Real AI apps do more than one LLM call per request. A RAG pipeline, for example, retrieves documents, reranks them, constructs a context window, and then generates an answer. Langfuse lets you nest spans inside a trace to make this visible.

// app/api/rag-chat/route.ts
import { NextRequest, NextResponse } from "next/server";
import OpenAI from "openai";
import { langfuse } from "@/lib/langfuse";
 
const openai = new OpenAI({ apiKey: process.env.OPENAI_API_KEY });
 
// Placeholder — replace with your actual vector search client
async function retrieveDocuments(query: string) {
  return [
    { id: "doc-1", content: "Relevant passage about the topic..." },
    { id: "doc-2", content: "Another relevant passage..." },
  ];
}
 
export async function POST(req: NextRequest) {
  const { query, userId, sessionId } = await req.json();
 
  const trace = langfuse.trace({
    name: "rag-chat",
    userId,
    sessionId,
    input: { query },
  });
 
  // Span 1: document retrieval
  const retrievalSpan = trace.span({
    name: "vector-retrieval",
    input: { query },
  });
  const documents = await retrieveDocuments(query);
  retrievalSpan.end({
    output: { documentCount: documents.length, documentIds: documents.map((d) => d.id) },
  });
 
  // Span 2: context construction
  const contextSpan = trace.span({ name: "context-construction" });
  const context = documents.map((d) => d.content).join("\n\n");
  const messages: OpenAI.ChatCompletionMessageParam[] = [
    { role: "system", content: "Answer using only the provided context." },
    { role: "user", content: `Context:\n${context}\n\nQuestion: ${query}` },
  ];
  contextSpan.end({ output: { tokenEstimate: context.length / 4 } });
 
  // Span 3: LLM generation
  const generation = trace.generation({
    name: "answer-generation",
    model: "gpt-4o",
    input: messages,
  });
 
  const response = await openai.chat.completions.create({
    model: "gpt-4o",
    messages,
  });
 
  const answer = response.choices[0].message.content ?? "";
 
  generation.end({
    output: answer,
    usage: {
      promptTokens: response.usage?.prompt_tokens,
      completionTokens: response.usage?.completion_tokens,
      totalTokens: response.usage?.total_tokens,
    },
  });
 
  trace.update({ output: { answer } });
  await langfuse.flushAsync();
 
  return NextResponse.json({ answer, traceId: trace.id });
}

In the Langfuse dashboard the trace now shows as a tree: the root trace with three children (retrieval span, context span, generation). You can see exactly where time is spent and how each step contributes to the final answer.
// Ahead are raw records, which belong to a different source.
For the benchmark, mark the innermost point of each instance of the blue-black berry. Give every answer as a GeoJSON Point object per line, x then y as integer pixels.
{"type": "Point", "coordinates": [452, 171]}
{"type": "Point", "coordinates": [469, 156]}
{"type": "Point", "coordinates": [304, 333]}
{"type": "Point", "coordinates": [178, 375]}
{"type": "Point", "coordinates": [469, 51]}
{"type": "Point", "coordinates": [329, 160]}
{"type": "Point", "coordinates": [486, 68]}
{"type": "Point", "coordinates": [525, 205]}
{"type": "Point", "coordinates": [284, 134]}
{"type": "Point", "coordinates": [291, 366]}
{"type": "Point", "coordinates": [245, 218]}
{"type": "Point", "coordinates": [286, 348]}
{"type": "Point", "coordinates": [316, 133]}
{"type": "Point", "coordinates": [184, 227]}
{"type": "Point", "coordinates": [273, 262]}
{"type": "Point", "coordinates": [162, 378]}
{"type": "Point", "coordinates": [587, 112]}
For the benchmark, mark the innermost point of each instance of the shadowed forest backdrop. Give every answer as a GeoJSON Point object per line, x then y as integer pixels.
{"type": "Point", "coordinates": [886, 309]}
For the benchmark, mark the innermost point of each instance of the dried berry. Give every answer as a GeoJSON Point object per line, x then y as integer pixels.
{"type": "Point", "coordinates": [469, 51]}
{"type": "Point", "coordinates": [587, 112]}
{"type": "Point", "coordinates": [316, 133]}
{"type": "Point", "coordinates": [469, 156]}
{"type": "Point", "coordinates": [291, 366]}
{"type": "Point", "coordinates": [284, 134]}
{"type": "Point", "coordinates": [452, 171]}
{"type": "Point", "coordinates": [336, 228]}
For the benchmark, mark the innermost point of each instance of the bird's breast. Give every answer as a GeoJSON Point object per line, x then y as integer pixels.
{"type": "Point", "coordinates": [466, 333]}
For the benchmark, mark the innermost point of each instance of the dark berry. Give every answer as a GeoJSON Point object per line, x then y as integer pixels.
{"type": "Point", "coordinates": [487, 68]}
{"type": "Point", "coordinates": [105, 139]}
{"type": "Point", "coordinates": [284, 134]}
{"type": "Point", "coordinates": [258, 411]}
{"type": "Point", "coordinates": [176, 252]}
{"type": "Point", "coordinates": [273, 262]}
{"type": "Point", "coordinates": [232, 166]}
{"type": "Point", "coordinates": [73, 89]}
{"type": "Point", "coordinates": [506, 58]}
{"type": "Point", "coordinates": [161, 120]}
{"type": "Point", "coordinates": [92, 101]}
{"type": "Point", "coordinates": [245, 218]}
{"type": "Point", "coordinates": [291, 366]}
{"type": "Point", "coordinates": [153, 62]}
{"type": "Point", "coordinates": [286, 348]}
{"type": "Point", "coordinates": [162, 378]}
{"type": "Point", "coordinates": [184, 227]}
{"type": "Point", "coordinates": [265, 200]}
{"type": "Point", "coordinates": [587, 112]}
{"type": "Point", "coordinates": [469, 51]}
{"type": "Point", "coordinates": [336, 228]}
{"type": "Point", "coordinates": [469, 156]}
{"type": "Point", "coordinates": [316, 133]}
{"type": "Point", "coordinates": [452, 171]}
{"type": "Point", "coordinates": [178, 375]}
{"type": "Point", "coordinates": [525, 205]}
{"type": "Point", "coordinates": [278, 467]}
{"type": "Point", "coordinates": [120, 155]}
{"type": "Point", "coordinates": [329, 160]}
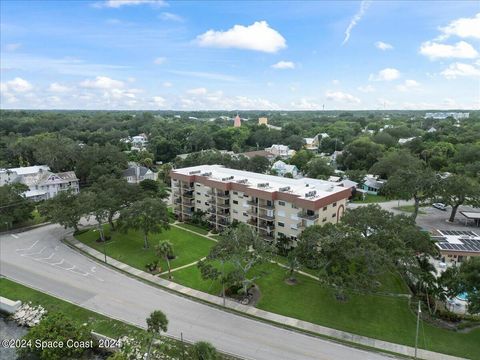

Step 5: Collect User Feedback

Connecting user thumbs-up/thumbs-down to your traces closes the loop between user experience and model performance. Langfuse calls these scores — they can come from users, automated evals, or human reviewers.

First, expose a feedback endpoint:

// app/api/feedback/route.ts
import { NextRequest, NextResponse } from "next/server";
import { langfuse } from "@/lib/langfuse";
 
export async function POST(req: NextRequest) {
  const { traceId, value, comment } = await req.json();
 
  // value: 1 for thumbs up, 0 for thumbs down
  langfuse.score({
    traceId,
    name: "user-feedback",
    value,
    comment: comment ?? undefined,
    dataType: "BOOLEAN",
  });
 
  await langfuse.flushAsync();
  return NextResponse.json({ ok: true });
}

Then wire up the UI. Here is a minimal React component:

// components/FeedbackButtons.tsx
"use client";
 
import { useState } from "react";
 
interface FeedbackButtonsProps {
  traceId: string;
}
 
export function FeedbackButtons({ traceId }: FeedbackButtonsProps) {
  const [submitted, setSubmitted] = useState<boolean | null>(null);
 
  const sendFeedback = async (value: 0 | 1) => {
    setSubmitted(value === 1);
    await fetch("/api/feedback", {
      method: "POST",
      headers: { "Content-Type": "application/json" },
      body: JSON.stringify({ traceId, value }),
    });
  };
 
  if (submitted !== null) {
    return <p className="text-sm text-gray-500">Thanks for your feedback!</p>;
  }
 
  return (
    <div className="flex gap-2 mt-2">
      <button
        onClick={() => sendFeedback(1)}
        className="px-3 py-1 text-sm border rounded hover:bg-green-50"
      >
        👍 Helpful
      </button>
      <button
        onClick={() => sendFeedback(0)}
        className="px-3 py-1 text-sm border rounded hover:bg-red-50"
      >
        👎 Not helpful
      </button>
    </div>
  );
}

Pass the traceId returned by your API route to this component after each AI response. Scores immediately appear in Langfuse, where you can filter traces by score, see which sessions have the most negative feedback, and correlate quality dips with specific prompt versions or model changes.

Step 6: Manage Prompts from the Dashboard

Hardcoding prompts in source code means every iteration requires a code deployment. Langfuse's Prompt Management lets you version, label, and A/B test prompts from the dashboard — and fetch the active version at runtime without a deploy.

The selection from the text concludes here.